Serum miR-27a is a biomarker for the prognosis of non-small cell lung cancer patients receiving chemotherapy

Erfu Xie; Mingxin Lin; Ziwei Sun; Yuexinzi Jin; Shichang Zhang; Lei Huang; Ruihong Sun; Fang Wang; Shiyang Pan

doi:10.21037/tcr-20-3276

Serum miR-27a is a biomarker for the prognosis of non-small cell lung cancer patients receiving chemotherapy

Transl Cancer Res. 2021 Jul;10(7):3458-3469. doi: 10.21037/tcr-20-3276.

Authors

Erfu Xie^{1

2}, Mingxin Lin^{1

2}, Ziwei Sun^{1

2}, Yuexinzi Jin^{1

2}, Shichang Zhang^{1

2}, Lei Huang^{1

2}, Ruihong Sun^{1

2}, Fang Wang^{1

2}, Shiyang Pan^{1

2}

Affiliations

¹ Department of Laboratory Medicine, the First Affiliated Hospital of Nanjing Medical University, Nanjing, China.
² National Key Clinical Department of Laboratory Medicine, Nanjing, China.

Abstract

Background: Lung cancer has a high incidence and a 5-year survival rate of less than 15%. Non-small cell lung cancer (NSCLC) accounts for approximately 85% of lung cancer cases. Chemotherapy and immunotherapy are the most frequently used alternative treatments for patients with advanced-stage NSCLC in whom surgery failed. Previous studies have suggested that miR-27a is involved in cancer development and progression. The purpose of this study was to investigate the clinical value of miR-27a in the prognosis of NSCLC patients after chemotherapy.

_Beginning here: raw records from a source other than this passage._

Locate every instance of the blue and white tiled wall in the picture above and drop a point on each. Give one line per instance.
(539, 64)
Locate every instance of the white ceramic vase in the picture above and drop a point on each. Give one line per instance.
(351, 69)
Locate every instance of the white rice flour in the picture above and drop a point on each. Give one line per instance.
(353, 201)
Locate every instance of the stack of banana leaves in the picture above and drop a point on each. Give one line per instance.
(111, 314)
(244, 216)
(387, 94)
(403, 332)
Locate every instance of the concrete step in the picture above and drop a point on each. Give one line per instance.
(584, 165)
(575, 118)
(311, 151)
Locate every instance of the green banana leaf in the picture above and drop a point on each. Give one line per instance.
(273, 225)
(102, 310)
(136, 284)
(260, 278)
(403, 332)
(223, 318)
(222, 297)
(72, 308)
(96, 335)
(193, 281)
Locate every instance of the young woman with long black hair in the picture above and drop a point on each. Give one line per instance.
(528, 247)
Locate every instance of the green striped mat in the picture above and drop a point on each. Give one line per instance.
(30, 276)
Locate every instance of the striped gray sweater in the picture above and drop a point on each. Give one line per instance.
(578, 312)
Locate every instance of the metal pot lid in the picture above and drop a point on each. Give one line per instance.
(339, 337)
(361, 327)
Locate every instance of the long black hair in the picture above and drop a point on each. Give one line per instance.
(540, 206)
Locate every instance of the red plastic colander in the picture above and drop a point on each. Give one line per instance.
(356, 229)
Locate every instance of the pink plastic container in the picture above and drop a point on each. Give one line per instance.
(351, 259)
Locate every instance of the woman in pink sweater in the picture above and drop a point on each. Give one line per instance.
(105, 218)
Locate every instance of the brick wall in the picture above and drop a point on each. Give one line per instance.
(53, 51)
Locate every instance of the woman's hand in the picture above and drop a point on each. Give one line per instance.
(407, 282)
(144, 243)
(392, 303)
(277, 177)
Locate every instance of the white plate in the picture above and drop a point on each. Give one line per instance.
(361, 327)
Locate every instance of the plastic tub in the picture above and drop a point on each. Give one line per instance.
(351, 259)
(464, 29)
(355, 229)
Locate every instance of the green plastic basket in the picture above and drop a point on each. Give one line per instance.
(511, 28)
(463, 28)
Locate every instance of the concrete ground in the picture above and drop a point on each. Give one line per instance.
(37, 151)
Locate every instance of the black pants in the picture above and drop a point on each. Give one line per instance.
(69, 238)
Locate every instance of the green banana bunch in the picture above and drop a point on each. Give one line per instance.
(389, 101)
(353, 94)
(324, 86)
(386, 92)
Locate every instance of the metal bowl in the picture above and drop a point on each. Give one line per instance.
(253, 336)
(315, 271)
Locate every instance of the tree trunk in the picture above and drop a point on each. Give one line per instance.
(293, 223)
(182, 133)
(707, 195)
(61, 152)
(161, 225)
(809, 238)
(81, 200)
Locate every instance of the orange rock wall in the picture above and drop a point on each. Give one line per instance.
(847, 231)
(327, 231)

Methods: Flow cytometry was used to detect the apoptosis rate of SPC-A1 cells treated with optical cisplatin at different times. Simultaneously, the expression of miR-27a in supernatants and cells was detected. Fifty-two newly diagnosed NSCLC patients were recruited. All patients received gemcitabine and cisplatin as first-line chemotherapy and docetaxel as second-line chemotherapy. At the end of every chemotherapy cycle, a therapeutic evaluation was performed according to the RECIST criteria. The expression of serum miR-27a was detected in each cycle.

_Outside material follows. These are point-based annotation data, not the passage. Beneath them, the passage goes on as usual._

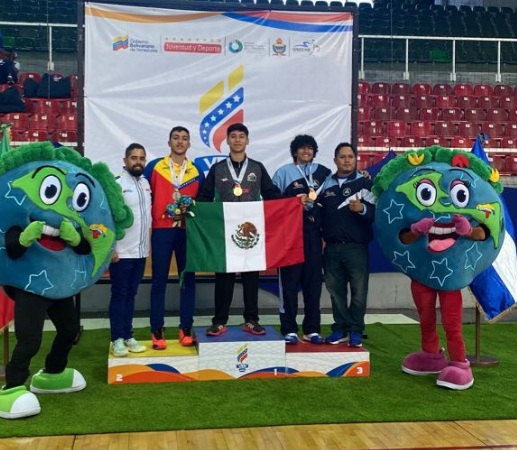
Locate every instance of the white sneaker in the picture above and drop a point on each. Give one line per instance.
(134, 346)
(118, 348)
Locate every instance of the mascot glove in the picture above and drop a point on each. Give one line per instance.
(32, 233)
(422, 226)
(462, 225)
(69, 234)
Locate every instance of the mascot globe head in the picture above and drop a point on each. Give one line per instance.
(439, 183)
(41, 183)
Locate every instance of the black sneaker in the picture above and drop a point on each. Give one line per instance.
(254, 327)
(216, 330)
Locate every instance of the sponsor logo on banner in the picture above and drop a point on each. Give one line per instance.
(189, 45)
(120, 43)
(134, 45)
(279, 47)
(242, 355)
(308, 47)
(235, 46)
(221, 106)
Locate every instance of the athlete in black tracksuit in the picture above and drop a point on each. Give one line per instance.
(293, 179)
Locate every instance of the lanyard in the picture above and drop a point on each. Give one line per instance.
(176, 180)
(237, 179)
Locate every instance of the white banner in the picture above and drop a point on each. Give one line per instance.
(281, 73)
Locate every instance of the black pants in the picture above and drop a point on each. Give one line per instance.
(224, 283)
(30, 311)
(310, 276)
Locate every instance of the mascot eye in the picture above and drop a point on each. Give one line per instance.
(426, 193)
(50, 189)
(460, 195)
(81, 198)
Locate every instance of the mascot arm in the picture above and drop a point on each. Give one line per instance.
(13, 247)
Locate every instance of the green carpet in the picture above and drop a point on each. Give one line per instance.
(388, 395)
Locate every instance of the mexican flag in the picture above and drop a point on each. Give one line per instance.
(244, 236)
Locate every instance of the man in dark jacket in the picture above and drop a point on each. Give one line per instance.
(348, 210)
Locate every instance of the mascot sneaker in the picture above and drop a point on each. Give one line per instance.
(423, 363)
(457, 375)
(18, 402)
(70, 380)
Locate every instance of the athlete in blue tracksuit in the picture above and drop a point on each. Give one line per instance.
(303, 176)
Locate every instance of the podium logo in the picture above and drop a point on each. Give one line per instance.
(221, 106)
(242, 355)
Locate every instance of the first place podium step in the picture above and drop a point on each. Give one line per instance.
(237, 355)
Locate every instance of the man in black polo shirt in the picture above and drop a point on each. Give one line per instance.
(237, 179)
(348, 210)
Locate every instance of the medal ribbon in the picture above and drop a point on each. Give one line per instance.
(237, 179)
(177, 180)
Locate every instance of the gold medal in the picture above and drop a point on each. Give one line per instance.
(237, 190)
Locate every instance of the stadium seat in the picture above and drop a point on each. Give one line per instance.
(476, 115)
(497, 115)
(463, 89)
(421, 129)
(67, 122)
(460, 142)
(488, 102)
(483, 90)
(383, 114)
(43, 122)
(436, 140)
(422, 89)
(511, 130)
(503, 90)
(452, 114)
(410, 141)
(509, 143)
(442, 89)
(445, 101)
(401, 101)
(508, 102)
(445, 129)
(400, 89)
(36, 135)
(363, 87)
(378, 100)
(373, 128)
(20, 121)
(64, 136)
(364, 113)
(424, 101)
(397, 128)
(380, 88)
(494, 129)
(430, 114)
(468, 130)
(466, 101)
(407, 114)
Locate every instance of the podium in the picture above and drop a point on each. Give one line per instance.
(237, 355)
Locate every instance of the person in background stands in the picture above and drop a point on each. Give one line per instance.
(172, 178)
(348, 211)
(303, 176)
(128, 261)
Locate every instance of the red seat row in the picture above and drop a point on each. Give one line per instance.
(399, 128)
(478, 90)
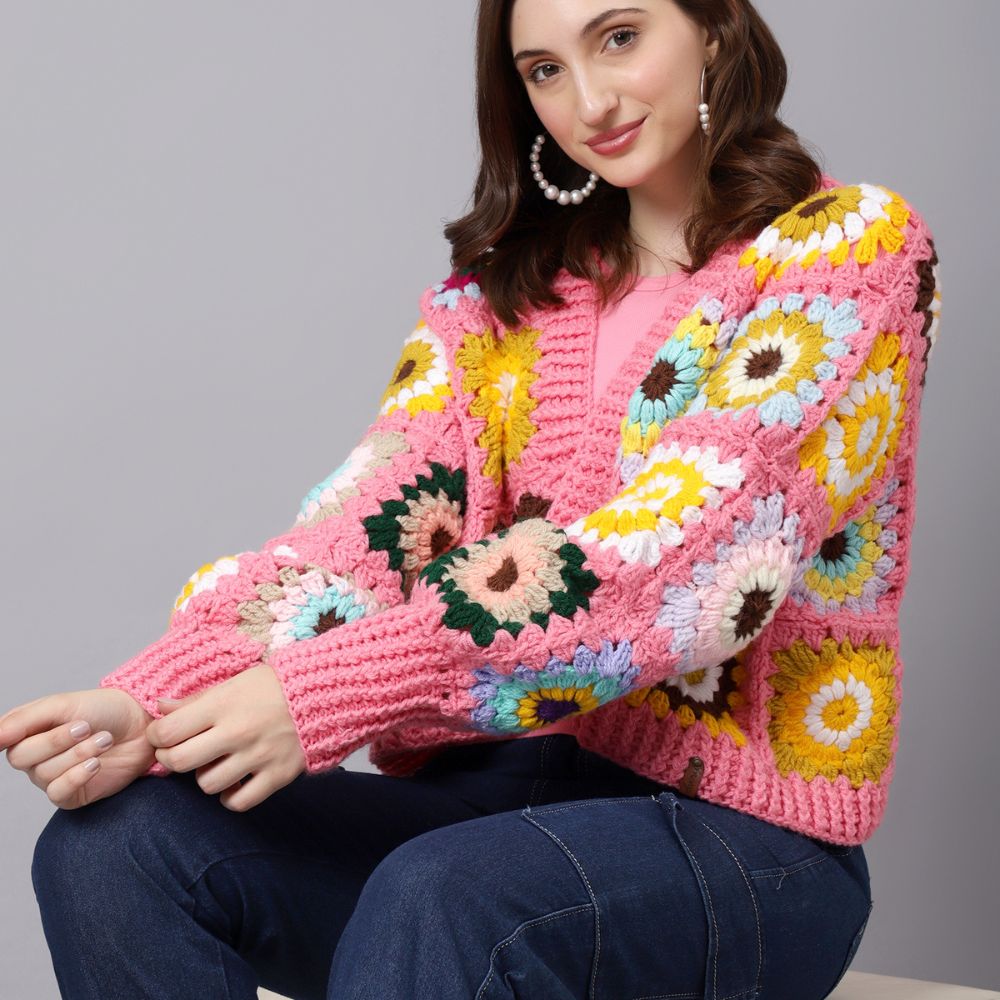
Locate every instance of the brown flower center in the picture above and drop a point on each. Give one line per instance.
(661, 379)
(327, 621)
(808, 211)
(405, 371)
(529, 505)
(756, 604)
(765, 363)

Results: After treatment with 2.5 µg/mL cisplatin, the apoptosis rates of SPC-A1 cells were significantly greater than those of the paired untreated control groups at 12, 24, 48 and 72 h. The expression of miR-27a in supernatants and cells was also consistent with the apoptosis rate and changed a time-dependent manner. The chi-square test showed that an increase in miR-27a after chemotherapy was more common in patients who achieved partial response (PR) than in those who achieved no response (NR) (61.5% vs. 30.8%, P=0.026). Kaplan-Meier survival analysis indicated that patients with decreased miR-27a levels had poorer outcomes than those with increased miR-27a levels (P<0.05). Furthermore, dynamic changes in serum miR-27a with a gradual increasing trend during chemotherapy predicted a good prognosis.

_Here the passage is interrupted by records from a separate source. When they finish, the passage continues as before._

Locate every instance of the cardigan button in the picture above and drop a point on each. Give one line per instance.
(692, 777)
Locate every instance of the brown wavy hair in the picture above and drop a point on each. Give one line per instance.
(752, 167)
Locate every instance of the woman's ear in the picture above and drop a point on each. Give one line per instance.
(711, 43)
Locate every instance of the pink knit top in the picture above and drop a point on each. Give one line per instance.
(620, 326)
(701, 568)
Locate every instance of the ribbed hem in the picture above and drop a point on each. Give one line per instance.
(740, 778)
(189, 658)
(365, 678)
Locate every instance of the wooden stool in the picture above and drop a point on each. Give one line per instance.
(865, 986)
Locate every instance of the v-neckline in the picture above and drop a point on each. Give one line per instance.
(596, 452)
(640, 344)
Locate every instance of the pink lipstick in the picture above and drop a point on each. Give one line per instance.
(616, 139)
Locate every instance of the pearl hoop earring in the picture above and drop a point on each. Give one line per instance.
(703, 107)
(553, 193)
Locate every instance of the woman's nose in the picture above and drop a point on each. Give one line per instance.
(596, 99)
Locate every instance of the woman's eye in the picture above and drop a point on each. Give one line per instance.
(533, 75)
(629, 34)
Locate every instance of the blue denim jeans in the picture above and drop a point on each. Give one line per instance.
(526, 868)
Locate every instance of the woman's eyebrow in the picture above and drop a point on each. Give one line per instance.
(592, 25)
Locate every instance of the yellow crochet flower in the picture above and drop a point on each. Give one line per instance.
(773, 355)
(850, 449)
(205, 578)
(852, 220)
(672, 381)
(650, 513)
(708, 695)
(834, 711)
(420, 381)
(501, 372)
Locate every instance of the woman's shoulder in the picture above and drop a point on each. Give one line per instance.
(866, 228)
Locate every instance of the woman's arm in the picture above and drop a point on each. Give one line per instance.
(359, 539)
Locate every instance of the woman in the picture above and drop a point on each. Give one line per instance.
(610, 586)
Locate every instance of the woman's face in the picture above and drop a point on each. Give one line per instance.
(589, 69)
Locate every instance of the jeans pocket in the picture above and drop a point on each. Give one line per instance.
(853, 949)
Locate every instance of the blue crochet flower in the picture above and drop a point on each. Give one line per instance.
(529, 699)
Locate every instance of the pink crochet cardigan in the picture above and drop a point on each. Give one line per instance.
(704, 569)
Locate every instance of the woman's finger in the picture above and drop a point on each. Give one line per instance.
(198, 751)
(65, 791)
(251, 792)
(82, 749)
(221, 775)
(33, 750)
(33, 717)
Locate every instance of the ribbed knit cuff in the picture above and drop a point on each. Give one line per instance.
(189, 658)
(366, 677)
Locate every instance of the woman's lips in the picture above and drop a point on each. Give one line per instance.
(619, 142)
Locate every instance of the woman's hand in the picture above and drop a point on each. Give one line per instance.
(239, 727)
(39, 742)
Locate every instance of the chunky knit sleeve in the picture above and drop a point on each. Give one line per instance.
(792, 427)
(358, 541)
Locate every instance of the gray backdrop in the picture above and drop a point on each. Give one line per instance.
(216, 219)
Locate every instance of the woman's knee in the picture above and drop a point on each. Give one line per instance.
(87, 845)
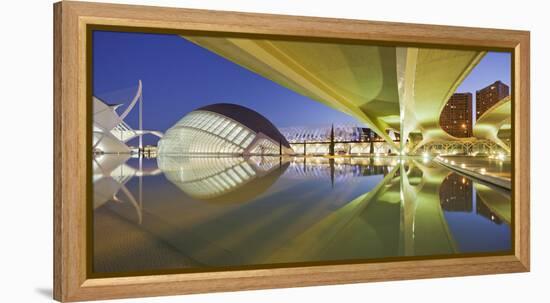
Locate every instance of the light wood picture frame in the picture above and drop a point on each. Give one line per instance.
(72, 165)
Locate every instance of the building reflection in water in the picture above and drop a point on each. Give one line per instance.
(233, 211)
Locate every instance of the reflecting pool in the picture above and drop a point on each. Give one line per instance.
(193, 213)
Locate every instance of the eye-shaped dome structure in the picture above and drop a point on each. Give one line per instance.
(224, 128)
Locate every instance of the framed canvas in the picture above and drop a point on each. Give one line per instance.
(203, 151)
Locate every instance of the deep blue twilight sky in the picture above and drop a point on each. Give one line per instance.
(179, 76)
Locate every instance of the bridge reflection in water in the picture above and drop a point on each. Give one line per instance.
(188, 212)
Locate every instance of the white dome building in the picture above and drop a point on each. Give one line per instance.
(223, 129)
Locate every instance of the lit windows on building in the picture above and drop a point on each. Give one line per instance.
(224, 129)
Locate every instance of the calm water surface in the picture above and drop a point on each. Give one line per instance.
(178, 212)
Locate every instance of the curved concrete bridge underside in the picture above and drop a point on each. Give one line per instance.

Conclusions: Collectively, our results suggest that miR-27a is involved in the apoptosis of lung cancer cells and that serum miR-27a levels are related to the prognosis of NSCLC patients. The expression levels of miR-27a in the serum may be an independent predictor for the prognosis of NSCLC.

Keywords: Non-small cell lung cancer (NSCLC); chemotherapy; individualized treatment; miR-27a; prognosis.